EL ARREO
Tiempo de vacas flacas. Yo no las veo tan
mal, sin embargo no hay pasto, y por lo tanto es necesario buscar nuevos
destinos para estos animalitos.
R.H., J.M. y el escribiente emprendemos
camino para los pagos de Monte Lauquen.
Un lote nutrido de vacas “pampas” (coloradas
con las patas, la cabeza y la cruz blanca) (información para los citadinos)
constituye nuestra tropa.
Tres toros, algunas vaquillonas y varias
vacas con sus crías al pie, forman parte de nuestro universo vacuno.
Con las primeras luces del alba arrancamos
nuestro derrotero, con paso cansino y sin apuro. El viaje es largo, los terneros se cansan y a las grandes
no les sobra nada.
J.M. es nuestra punta de lanza, con la chata
celeste adelanta camino y en cada bocacalle nos espera, de esa manera nos
aseguramos que sigan al pie de la letra el camino trazado, evitando cualquier
sorpresa o desvío que atrase el andar.
R.H. va montado en una yegua color ceniza, da
gusto verlo. Parecieran uno solo, jinete y animal, latiendo al mismo ritmo, es
difícil distinguir donde empieza uno y termina el otro. El tipo tiene una
cadencia al andar, que admira y ni bien monta ya sabe con que carácter se
levantó el equino y como actuar en consecuencia.

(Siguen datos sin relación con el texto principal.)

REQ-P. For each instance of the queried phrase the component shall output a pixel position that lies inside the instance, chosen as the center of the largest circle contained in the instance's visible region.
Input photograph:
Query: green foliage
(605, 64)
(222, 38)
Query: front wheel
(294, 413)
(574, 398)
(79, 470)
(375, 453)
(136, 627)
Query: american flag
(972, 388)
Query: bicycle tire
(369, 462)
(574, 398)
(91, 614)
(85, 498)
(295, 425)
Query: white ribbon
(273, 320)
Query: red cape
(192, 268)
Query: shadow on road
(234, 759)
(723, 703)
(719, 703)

Lo mío arriba de la yegua pampa es bastante
mas precario, por decirlo de alguna manera, ella es mansa como un cordero y
responde fielmente a mis torpes órdenes, de cualquier forma le pongo garra,
voluntad y mucho grito.
R.H. vocifera y maldice, porque uno de
nuestros perros no tuvo mejor idea que ladrar en “los garrones de un ternero”,
el bicho asustado corre en sentido contrario, R.H. como si fuera la final en el
Hipódromo de San Isidro lo corre, lo alcanza, lo trae de vuelta y se acuerda
sin mucho de cariño de la madre del perro.

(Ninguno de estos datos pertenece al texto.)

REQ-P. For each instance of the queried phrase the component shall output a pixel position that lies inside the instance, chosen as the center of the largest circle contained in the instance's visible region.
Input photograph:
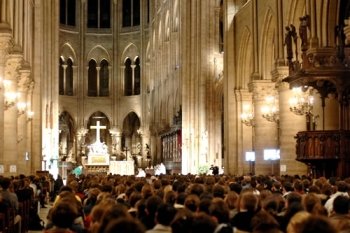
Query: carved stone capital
(24, 80)
(5, 45)
(262, 88)
(12, 66)
(321, 58)
(115, 131)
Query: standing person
(164, 216)
(11, 200)
(58, 184)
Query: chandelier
(302, 102)
(247, 116)
(270, 109)
(12, 98)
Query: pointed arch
(67, 51)
(98, 53)
(131, 50)
(267, 45)
(245, 59)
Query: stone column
(5, 39)
(24, 83)
(11, 139)
(116, 140)
(133, 78)
(347, 31)
(98, 80)
(64, 79)
(81, 144)
(245, 136)
(289, 125)
(266, 133)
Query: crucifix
(126, 153)
(98, 127)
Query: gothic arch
(130, 51)
(245, 58)
(98, 53)
(267, 45)
(67, 51)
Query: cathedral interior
(249, 86)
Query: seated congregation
(187, 204)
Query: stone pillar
(4, 46)
(11, 140)
(116, 140)
(24, 84)
(246, 134)
(347, 31)
(81, 134)
(289, 125)
(64, 78)
(133, 78)
(98, 80)
(265, 132)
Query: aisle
(43, 213)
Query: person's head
(182, 221)
(219, 210)
(203, 223)
(248, 202)
(218, 191)
(5, 183)
(342, 186)
(296, 221)
(341, 204)
(293, 197)
(231, 200)
(263, 222)
(165, 214)
(122, 225)
(309, 201)
(152, 204)
(117, 211)
(63, 214)
(192, 202)
(319, 224)
(236, 187)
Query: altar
(98, 159)
(124, 168)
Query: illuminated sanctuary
(249, 86)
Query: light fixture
(247, 116)
(30, 115)
(10, 99)
(21, 108)
(302, 102)
(270, 109)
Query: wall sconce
(30, 115)
(270, 109)
(21, 108)
(247, 116)
(302, 102)
(10, 99)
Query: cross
(98, 127)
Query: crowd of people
(187, 203)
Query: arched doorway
(131, 139)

Después de un largo trayecto, las vacas
pierden a sus terneros y mugen como condenadas, otras al ver un pasto verde se
detienen a comer, un toro rasca su largo cogote en un esquinero (esperemos que
el palo aguante) y alguna se detiene, da la vuelta, y te mira con esa expresión
de: “es necesario caminar tanto?” nosotros azuzamos los corceles, pegamos
cuatro alaridos y les recordamos que sí, es necesario.
El camino se hace huella, con la clásica
hilera de flor amarilla en el medio, que separa las 2 ruedas de los vehículos.
La tierra se hace arena, arremolina y se te mete en los ojos, sin embargo es
buena señal, estamos llegando.
J.M.
ya abrió el tranqueron, la tropa hace su ingreso. Un campo arenoso y poblado de
un monte bajo de piquillines y caldenes se abre ante nuestros ojos. Una ancha
playa salitrosa es el borde blanquecino de una laguna que no huele bien y sin
embargo tiene su encanto.
La hacienda apura el paso en busca de una
bebida con agua para apagar la sed de tanto andar, nosotros con la mismas
necesidades, buscamos refugio bajo los caldenes mas altos.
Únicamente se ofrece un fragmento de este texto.